- Year
- 2020
- Medium
- Two-channel video installation, 17"
In a fictional world, physicists Chiara Mariotti and Michel Mayor speculate about the notion of the void, one of the current debates in physics, which would link humankind and nature
Mass brings a narrative film and sculptural installation into dialogue, unfolding between reality and science fiction, conjuring a theatrical set. The concept of Æther, once the foundation of many creation myths, resonates with current debates about the nature of the void—one of the great unsolved mysteries in contemporary science. Particle physics sees the void as a quantum vacuum filled with fluctuating energy, while astrophysics studies cosmic voids as vast, low-density regions in the universe. Both fields seek a unified understanding that challenges classical notions of emptiness.
In the narrative film, June Balthazard and Pierre Pauze cast renowned scientists in their actual roles: CERN particle physicist Chiara Mariotti (EPS Emmy Noether Laureate 2018) and astrophysicist and 2019 Nobel-prize winning astrophysicist Michel Mayor. The story is set in an speculative world where a long-predicted ecological disaster has come to pass, with the protagonists transversing across CERN’s underground experiments and primordial caves.

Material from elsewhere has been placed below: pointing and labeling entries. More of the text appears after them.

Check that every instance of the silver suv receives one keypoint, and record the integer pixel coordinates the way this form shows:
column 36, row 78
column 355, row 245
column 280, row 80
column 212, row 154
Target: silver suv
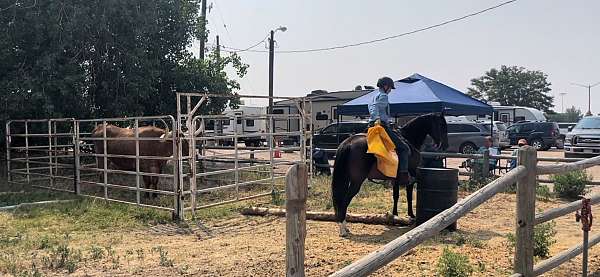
column 584, row 139
column 466, row 137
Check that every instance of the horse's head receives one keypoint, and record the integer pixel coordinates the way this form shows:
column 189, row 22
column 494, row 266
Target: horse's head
column 434, row 125
column 439, row 131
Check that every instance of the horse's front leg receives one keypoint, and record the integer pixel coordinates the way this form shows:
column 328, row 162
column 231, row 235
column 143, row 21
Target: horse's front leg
column 409, row 189
column 396, row 185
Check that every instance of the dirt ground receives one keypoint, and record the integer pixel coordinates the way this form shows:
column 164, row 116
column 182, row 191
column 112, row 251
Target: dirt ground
column 255, row 246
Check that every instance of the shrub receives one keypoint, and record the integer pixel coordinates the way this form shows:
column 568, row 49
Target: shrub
column 453, row 264
column 543, row 239
column 571, row 185
column 475, row 182
column 63, row 257
column 543, row 192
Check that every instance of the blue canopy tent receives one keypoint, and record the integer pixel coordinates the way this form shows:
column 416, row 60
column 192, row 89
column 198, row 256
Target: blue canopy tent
column 417, row 95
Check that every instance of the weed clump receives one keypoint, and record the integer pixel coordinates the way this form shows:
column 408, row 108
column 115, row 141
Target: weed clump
column 571, row 185
column 452, row 264
column 543, row 239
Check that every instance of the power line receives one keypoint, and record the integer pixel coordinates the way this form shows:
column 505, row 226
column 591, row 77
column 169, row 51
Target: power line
column 236, row 50
column 232, row 49
column 223, row 21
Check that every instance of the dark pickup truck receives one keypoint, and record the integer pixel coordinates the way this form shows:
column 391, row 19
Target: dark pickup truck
column 330, row 137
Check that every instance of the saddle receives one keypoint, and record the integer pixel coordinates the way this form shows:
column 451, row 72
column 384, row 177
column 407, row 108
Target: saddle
column 382, row 147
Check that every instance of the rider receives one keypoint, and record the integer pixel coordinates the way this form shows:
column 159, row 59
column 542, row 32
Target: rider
column 379, row 109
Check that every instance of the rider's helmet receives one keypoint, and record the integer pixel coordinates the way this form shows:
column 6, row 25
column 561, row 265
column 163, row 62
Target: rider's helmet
column 385, row 81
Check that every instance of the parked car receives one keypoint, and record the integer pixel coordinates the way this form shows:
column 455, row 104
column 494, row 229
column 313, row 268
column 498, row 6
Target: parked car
column 331, row 136
column 541, row 135
column 564, row 129
column 500, row 128
column 467, row 137
column 584, row 139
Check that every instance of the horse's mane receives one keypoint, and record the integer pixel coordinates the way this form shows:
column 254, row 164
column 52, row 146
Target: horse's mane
column 412, row 130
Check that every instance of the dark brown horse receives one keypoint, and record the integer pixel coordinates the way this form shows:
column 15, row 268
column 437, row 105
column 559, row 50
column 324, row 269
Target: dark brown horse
column 353, row 164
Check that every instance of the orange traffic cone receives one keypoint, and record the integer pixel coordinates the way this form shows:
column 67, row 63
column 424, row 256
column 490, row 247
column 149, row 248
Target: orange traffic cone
column 277, row 153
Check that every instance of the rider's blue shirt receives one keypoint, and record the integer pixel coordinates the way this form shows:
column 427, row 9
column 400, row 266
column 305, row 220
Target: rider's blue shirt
column 379, row 108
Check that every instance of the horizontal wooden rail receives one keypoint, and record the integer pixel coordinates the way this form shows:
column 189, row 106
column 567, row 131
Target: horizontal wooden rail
column 5, row 208
column 328, row 216
column 562, row 257
column 563, row 210
column 564, row 168
column 394, row 249
column 549, row 181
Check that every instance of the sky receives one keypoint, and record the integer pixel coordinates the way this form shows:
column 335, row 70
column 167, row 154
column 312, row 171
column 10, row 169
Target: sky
column 558, row 37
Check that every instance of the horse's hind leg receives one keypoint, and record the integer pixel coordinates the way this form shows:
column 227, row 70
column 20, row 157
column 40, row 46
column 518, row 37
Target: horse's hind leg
column 396, row 195
column 352, row 191
column 409, row 189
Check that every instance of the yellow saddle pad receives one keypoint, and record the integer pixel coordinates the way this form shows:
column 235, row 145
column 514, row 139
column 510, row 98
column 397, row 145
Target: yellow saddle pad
column 381, row 145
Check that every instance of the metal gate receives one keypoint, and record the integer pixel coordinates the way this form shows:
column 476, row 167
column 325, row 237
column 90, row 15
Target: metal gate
column 42, row 151
column 232, row 164
column 205, row 166
column 99, row 178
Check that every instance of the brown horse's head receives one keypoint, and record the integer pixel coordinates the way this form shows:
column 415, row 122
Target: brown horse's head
column 433, row 124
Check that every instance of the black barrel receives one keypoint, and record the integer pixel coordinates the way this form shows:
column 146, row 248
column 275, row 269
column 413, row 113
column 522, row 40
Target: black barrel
column 437, row 190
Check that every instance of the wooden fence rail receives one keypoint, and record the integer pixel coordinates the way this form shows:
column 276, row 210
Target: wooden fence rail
column 564, row 168
column 563, row 210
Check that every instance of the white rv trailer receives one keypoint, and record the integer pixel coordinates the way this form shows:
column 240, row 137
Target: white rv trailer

Humanity, plunged into an endless night, faces an unprecedented crisis. As they await a new dawn, the scientists engage in a profound conversation about their contrasting views on the void. The extended night leads them to existential questioning. They speculate about a vibratory substance that, according to both ancient beliefs and contemporary science, may connect humanity and nature.
The film is in conversation with an installation that embodies this mysterious substance. The sculpture becomes a ’cosmos’ where the protagonists seem to live, staging elements of nature and fragments of otherwordly planets. Balthazard and Pauze approached the sculpture as a microcosm or laboratory, filming it in an empirical way. Machines embedded inside the sculpture animate matter through vibrations, giving tangible form to the vibratory substance.
The two films, presented side by side, create a co-presence between the scientists searching for this elusive substance and the substance itself, which seems to take shape. The inactive sculpture, displayed like an archaeological relic, serves as a trace of a lost world.